Related papers: Cluster Analysis and Concept Drift Detection in Malware

Cluster Analysis and Concept Drift Detection in Malware

URL: http://arxiv.org/abs/2502.14135v1
Date: Wed, 19 Feb 2025 22:42:30 GMT
Title: Cluster Analysis and Concept Drift Detection in Malware
Authors: Aniket Mishra, Mark Stamp,
Abstract summary: Concept drift refers to gradual or sudden changes in the properties of data that affect the accuracy of machine learning models.<n>We propose and analyze a clustering-based approach to detecting concept drift in the malware domain.
Score: 1.3812010983144798
License: http://creativecommons.org/licenses/by/4.0/
Abstract: Concept drift refers to gradual or sudden changes in the properties of data that affect the accuracy of machine learning models. In this paper, we address the problem of concept drift detection in the malware domain. Specifically, we propose and analyze a clustering-based approach to detecting concept drift. Using a subset of the KronoDroid dataset, malware samples are partitioned into temporal batches and analyzed using MiniBatch $K$-Means clustering. The silhouette coefficient is used as a metric to identify points in time where concept drift has likely occurred. To verify our drift detection results, we train learning models under three realistic scenarios, which we refer to as static training, periodic retraining, and drift-aware retraining. In each scenario, we consider four supervised classifiers, namely, Multilayer Perceptron (MLP), Support Vector Machine (SVM), Random Forest, and XGBoost.

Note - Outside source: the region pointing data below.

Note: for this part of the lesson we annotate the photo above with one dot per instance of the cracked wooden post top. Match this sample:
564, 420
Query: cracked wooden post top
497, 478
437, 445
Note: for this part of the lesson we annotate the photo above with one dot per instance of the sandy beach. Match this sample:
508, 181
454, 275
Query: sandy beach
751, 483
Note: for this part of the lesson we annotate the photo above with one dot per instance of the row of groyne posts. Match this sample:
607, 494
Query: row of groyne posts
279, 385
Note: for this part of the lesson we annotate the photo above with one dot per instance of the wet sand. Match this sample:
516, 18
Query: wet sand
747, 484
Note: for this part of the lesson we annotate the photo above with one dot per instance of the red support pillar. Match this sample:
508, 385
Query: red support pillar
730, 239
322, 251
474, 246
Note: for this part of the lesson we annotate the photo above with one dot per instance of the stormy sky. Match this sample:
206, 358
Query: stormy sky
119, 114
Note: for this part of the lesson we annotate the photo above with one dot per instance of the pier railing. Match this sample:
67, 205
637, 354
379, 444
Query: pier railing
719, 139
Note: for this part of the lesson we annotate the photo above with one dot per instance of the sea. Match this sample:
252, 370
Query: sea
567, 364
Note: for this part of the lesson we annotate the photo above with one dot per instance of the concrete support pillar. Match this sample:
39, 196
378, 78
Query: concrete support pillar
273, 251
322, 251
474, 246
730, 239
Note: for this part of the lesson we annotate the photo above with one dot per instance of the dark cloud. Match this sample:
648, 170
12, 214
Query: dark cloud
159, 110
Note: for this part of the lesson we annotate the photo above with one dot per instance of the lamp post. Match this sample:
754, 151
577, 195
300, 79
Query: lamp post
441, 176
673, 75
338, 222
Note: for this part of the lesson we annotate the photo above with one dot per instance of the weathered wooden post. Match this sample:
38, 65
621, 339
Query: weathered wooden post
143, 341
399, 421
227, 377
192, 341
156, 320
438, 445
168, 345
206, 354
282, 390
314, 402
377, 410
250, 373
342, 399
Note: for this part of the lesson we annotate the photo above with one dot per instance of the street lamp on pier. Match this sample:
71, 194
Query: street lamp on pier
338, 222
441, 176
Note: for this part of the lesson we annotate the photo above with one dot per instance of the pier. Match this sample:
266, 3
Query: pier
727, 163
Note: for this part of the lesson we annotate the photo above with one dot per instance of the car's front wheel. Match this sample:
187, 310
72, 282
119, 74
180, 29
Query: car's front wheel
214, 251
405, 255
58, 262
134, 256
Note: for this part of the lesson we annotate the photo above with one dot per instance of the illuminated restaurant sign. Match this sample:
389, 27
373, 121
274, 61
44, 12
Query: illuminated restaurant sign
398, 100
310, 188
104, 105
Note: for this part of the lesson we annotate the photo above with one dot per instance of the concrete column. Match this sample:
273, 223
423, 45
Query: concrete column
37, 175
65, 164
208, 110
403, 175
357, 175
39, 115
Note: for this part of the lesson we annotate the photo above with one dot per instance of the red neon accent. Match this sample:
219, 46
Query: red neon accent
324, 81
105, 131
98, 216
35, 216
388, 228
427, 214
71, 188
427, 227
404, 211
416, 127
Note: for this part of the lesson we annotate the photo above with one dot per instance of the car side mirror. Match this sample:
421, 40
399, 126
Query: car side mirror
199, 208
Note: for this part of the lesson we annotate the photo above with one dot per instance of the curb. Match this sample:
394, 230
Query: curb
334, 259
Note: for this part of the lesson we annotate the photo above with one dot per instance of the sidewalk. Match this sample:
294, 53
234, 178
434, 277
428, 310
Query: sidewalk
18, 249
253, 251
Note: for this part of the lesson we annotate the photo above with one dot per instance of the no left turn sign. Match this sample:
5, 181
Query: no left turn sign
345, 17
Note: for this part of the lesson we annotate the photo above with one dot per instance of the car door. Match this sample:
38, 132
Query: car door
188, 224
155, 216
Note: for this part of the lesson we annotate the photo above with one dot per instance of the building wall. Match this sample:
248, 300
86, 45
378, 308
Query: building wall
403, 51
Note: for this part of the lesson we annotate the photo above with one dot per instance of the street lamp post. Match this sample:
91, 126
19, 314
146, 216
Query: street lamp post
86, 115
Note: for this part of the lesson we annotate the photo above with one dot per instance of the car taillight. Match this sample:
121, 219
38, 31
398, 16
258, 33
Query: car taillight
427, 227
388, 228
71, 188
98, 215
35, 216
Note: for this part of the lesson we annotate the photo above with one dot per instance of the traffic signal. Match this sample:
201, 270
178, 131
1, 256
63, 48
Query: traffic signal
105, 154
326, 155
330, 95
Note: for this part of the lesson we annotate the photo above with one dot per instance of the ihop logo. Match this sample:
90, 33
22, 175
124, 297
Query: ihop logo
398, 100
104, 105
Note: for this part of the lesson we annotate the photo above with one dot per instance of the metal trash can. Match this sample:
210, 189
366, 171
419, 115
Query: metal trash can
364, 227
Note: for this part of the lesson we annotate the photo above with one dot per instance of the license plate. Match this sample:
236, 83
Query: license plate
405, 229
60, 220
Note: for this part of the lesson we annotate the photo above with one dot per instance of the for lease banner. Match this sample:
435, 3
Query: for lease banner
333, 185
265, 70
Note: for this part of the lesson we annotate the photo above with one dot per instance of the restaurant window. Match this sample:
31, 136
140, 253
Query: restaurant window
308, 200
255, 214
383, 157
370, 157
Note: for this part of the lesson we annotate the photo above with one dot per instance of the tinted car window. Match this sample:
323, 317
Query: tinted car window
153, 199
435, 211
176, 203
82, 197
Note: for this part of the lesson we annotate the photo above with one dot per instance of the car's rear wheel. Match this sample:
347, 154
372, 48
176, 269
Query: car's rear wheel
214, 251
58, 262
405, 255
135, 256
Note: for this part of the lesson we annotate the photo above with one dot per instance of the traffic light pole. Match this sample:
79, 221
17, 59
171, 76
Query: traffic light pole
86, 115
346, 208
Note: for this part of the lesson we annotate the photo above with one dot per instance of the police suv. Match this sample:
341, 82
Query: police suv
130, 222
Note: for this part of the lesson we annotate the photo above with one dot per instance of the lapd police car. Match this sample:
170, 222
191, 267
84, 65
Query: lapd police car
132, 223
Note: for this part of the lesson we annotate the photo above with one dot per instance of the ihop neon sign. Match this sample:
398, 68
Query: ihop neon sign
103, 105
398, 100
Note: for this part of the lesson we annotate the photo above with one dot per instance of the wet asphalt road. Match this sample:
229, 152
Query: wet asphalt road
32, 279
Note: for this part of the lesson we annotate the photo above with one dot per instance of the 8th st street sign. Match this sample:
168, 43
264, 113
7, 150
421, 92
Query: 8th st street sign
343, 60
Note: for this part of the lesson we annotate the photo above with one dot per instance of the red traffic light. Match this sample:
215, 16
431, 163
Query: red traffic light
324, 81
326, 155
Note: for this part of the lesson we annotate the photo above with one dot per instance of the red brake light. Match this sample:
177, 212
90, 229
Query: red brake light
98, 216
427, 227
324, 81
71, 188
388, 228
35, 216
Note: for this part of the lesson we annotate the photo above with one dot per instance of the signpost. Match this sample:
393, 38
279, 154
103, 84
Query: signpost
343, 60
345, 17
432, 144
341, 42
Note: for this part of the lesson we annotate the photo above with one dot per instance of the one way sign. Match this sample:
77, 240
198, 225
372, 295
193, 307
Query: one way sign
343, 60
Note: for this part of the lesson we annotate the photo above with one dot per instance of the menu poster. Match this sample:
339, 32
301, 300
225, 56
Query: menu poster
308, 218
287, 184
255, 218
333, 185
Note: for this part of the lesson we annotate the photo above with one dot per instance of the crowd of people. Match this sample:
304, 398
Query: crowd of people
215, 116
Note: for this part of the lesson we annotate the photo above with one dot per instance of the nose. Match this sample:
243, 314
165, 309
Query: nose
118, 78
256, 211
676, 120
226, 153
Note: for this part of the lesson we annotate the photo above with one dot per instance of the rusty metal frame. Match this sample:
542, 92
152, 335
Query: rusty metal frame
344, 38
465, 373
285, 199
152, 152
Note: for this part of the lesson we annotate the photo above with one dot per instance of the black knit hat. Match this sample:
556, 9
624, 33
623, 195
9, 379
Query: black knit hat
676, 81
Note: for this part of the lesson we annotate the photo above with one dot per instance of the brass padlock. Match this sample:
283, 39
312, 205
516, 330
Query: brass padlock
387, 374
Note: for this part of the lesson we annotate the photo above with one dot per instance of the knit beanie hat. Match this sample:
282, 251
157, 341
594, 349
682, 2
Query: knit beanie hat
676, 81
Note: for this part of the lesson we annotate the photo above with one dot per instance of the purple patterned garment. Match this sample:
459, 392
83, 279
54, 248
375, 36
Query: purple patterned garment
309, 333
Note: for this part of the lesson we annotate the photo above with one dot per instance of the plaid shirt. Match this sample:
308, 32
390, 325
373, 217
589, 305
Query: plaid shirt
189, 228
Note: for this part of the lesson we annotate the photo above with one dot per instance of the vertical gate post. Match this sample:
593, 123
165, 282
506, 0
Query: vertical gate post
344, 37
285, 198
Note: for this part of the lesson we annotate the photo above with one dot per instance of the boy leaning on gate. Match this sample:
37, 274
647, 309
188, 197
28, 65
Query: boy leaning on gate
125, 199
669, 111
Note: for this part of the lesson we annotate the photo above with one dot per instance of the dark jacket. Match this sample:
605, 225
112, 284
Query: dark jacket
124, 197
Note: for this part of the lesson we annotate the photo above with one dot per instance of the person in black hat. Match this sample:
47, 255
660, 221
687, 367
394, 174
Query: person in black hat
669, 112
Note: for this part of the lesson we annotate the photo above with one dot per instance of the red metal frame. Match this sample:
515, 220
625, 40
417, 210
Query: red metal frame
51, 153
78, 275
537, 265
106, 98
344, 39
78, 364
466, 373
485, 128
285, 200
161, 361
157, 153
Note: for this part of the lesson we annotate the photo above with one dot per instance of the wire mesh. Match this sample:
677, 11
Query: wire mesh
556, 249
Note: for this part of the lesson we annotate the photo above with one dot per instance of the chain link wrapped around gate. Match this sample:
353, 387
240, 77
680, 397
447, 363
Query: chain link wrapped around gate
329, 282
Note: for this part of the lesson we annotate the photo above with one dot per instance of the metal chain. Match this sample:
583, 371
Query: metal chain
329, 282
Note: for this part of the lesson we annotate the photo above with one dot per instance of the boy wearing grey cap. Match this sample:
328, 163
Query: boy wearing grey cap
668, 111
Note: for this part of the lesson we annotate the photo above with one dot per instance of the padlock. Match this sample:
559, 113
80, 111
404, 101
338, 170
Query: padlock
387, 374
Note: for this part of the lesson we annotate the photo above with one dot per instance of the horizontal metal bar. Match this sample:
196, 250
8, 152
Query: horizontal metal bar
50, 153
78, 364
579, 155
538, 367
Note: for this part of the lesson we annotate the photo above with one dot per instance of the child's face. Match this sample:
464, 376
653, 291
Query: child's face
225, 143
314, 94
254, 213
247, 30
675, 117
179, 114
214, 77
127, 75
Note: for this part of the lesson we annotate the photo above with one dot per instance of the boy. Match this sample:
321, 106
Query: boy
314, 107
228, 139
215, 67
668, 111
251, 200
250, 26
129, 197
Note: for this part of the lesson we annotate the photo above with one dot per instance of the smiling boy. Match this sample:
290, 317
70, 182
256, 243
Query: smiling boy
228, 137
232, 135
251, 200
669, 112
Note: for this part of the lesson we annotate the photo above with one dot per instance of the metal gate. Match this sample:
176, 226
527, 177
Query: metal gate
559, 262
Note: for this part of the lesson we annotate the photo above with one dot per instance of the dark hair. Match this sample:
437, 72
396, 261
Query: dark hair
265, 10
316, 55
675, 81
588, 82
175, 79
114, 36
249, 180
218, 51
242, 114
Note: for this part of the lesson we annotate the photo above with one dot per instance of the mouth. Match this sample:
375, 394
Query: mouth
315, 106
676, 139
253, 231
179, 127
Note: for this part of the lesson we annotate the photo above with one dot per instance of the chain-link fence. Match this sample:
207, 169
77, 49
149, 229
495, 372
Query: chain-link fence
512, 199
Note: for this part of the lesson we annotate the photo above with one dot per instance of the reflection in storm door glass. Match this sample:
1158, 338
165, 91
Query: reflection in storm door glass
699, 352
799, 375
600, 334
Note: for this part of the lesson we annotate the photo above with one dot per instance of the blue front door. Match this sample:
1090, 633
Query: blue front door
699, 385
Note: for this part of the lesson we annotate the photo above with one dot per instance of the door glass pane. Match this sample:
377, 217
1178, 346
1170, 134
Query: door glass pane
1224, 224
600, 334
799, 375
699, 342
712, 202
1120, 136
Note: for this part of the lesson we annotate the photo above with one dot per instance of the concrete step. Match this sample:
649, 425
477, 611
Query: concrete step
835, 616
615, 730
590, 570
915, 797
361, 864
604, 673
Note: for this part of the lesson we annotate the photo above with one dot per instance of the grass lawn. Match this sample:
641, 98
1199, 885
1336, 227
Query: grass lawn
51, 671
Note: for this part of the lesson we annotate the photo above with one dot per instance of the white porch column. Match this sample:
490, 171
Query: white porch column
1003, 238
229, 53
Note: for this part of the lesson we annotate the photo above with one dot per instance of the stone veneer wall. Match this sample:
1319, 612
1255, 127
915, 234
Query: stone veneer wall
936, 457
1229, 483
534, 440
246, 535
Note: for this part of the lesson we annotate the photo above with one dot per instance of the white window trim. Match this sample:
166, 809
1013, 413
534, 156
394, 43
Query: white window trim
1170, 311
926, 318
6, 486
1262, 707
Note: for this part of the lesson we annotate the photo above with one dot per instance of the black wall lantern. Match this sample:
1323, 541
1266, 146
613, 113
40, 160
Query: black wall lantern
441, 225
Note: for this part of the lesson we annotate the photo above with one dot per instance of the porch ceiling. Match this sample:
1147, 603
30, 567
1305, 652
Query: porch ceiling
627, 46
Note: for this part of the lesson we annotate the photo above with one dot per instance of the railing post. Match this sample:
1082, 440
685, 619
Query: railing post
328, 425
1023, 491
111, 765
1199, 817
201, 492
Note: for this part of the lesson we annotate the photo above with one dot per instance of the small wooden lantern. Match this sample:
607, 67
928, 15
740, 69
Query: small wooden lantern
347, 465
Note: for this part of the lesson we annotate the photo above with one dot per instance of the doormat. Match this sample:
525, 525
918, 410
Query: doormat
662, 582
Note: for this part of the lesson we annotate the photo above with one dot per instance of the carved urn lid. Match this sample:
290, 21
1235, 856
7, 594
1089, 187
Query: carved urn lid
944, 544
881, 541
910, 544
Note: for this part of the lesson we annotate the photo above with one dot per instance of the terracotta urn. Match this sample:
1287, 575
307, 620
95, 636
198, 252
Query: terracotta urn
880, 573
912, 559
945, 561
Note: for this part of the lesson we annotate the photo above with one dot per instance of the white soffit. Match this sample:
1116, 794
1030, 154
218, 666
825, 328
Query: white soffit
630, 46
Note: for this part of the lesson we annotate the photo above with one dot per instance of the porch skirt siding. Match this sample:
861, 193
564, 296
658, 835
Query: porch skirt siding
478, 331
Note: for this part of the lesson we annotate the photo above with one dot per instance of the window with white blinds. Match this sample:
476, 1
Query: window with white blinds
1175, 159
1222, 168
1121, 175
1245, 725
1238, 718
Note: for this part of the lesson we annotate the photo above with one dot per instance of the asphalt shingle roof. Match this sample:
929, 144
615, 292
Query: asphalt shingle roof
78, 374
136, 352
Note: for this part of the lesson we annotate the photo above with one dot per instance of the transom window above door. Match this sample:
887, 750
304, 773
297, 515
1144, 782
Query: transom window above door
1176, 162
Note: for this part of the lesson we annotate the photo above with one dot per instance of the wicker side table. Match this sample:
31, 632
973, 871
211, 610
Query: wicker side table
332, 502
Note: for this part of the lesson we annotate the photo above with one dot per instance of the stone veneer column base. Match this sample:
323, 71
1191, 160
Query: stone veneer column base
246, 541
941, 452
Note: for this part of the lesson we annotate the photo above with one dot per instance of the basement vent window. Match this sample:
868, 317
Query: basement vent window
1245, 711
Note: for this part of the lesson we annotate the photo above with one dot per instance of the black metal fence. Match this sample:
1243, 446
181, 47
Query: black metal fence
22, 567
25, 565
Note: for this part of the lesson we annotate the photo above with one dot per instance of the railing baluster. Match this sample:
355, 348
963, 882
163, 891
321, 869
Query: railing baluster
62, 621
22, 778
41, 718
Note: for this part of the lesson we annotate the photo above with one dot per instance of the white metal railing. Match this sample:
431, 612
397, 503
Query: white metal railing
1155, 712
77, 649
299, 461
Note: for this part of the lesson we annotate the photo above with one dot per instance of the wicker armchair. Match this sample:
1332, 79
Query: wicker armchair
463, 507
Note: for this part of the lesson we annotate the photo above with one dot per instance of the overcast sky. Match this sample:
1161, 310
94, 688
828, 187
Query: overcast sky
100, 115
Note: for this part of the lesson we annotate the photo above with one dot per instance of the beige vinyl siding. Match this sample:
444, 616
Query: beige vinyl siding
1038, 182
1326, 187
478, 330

Experimental results demonstrate that drift-aware retraining guided by silhouette coefficient thresholding achieves classification accuracy far superior to static models, and generally within 1% of periodic retraining, while also being far more efficient than periodic retraining. These results provide strong evidence that our clustering-based approach is effective at detecting concept drift, while also illustrating a highly practical and efficient fully automated approach to improved malware classification via concept drift detection.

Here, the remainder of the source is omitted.